Max: “One more, huh?”

Moxi: “I do like the baby making, even if I’m not quite as fond of the baby having.”

“Who’s Mommy’s itsy bitsy artist? Is it you? It’s you!”

Yay! It’s Min and Bianca! Hi Min and Bianca!

Min: “Hmph.”

Albie and Max’s parents, too! Must be family Sunday.

Albie’s wife Glinda couldn’t make it, but his housemate Elphaba came.

Susan: “And this beautiful garden, why I’ve cultivated it myself, with my bare hands!”

Elphaba: “Uh-huh.”

Annmarie: Don’t say anything, just don’t say anything. She’s an old lady. You don’t need to bring up how hard you worked on this garden while you lived here.

Meanwhile, Moxi was interrogated by Max’s parents and brother. They wanted to know more about this woman who had taken their son from them.
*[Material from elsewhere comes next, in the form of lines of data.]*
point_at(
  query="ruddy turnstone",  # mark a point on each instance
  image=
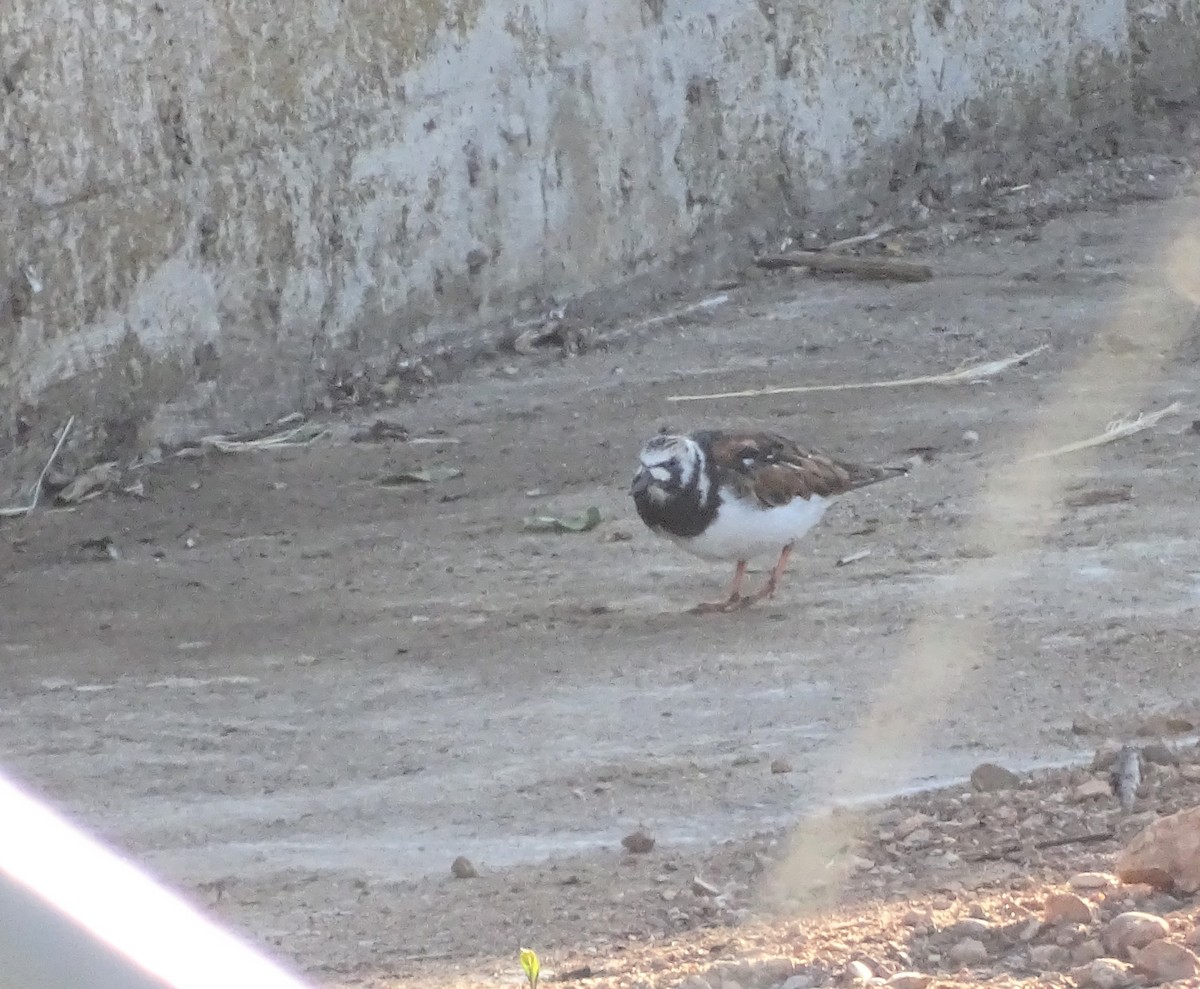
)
(739, 495)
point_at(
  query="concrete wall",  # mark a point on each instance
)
(205, 205)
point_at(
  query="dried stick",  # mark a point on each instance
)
(879, 269)
(973, 373)
(1117, 430)
(1048, 843)
(18, 510)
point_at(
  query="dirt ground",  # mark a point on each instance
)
(299, 694)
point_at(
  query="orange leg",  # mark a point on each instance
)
(768, 589)
(730, 603)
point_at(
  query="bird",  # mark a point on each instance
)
(735, 496)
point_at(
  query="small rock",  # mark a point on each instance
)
(910, 823)
(989, 778)
(1107, 755)
(1103, 973)
(1090, 881)
(909, 981)
(1158, 754)
(1167, 961)
(1091, 790)
(1165, 855)
(969, 952)
(639, 843)
(1167, 724)
(1048, 957)
(1133, 929)
(918, 837)
(969, 927)
(1067, 909)
(1087, 952)
(461, 868)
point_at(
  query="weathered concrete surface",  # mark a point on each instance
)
(208, 207)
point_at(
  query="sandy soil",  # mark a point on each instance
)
(300, 694)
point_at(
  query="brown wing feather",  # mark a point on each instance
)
(774, 469)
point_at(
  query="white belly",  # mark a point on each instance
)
(744, 532)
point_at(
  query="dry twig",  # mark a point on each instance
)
(1116, 430)
(831, 263)
(976, 372)
(18, 510)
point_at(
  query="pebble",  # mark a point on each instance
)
(969, 927)
(910, 823)
(1067, 909)
(461, 868)
(1091, 790)
(1086, 952)
(1103, 973)
(909, 981)
(1089, 881)
(969, 952)
(990, 778)
(1133, 929)
(1048, 957)
(1158, 754)
(1107, 755)
(1165, 853)
(639, 843)
(1167, 961)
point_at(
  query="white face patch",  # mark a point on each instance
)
(666, 456)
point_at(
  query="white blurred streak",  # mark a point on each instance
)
(1018, 507)
(73, 915)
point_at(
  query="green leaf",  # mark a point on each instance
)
(585, 521)
(531, 966)
(435, 474)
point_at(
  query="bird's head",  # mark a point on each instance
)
(669, 465)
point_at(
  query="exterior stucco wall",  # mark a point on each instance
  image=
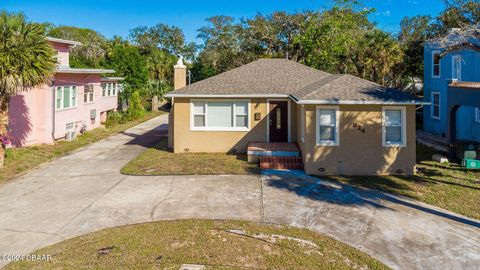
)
(63, 54)
(216, 141)
(33, 117)
(30, 117)
(358, 153)
(80, 114)
(298, 130)
(467, 128)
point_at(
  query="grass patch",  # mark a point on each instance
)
(169, 244)
(20, 160)
(161, 161)
(448, 186)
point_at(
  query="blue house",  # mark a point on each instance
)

Pharm: “Come on, little girl! Pump that iron!”

Annmarie: Why did I agree to come over here, anyway?

Ginny: “Oh, my, I am too young to be a grandmother. But you are a cute little thing, aren’t you?”

Albie: “So, Mom…you are my mom, right? I mean, that’s what my relationship panel says, even though you’re not in my family tree.”

Blair: “Quiet, son. I’m trying to concentrate on my move here.”

After the party, Moxi finished teaching Botox to talk.

Moxi: “Say ‘seeds’, Botox!”

Botox: “‘Seeds’. See, Mom, I’ve got this talking thing down now. Let’s do something else.”

“And they all lived happily ever after. The end. Ok, Botox, bedtime!”

After putting Botox to bed, Moxi headed to bed herself. Halfway there, she paused. Another baby was on the way.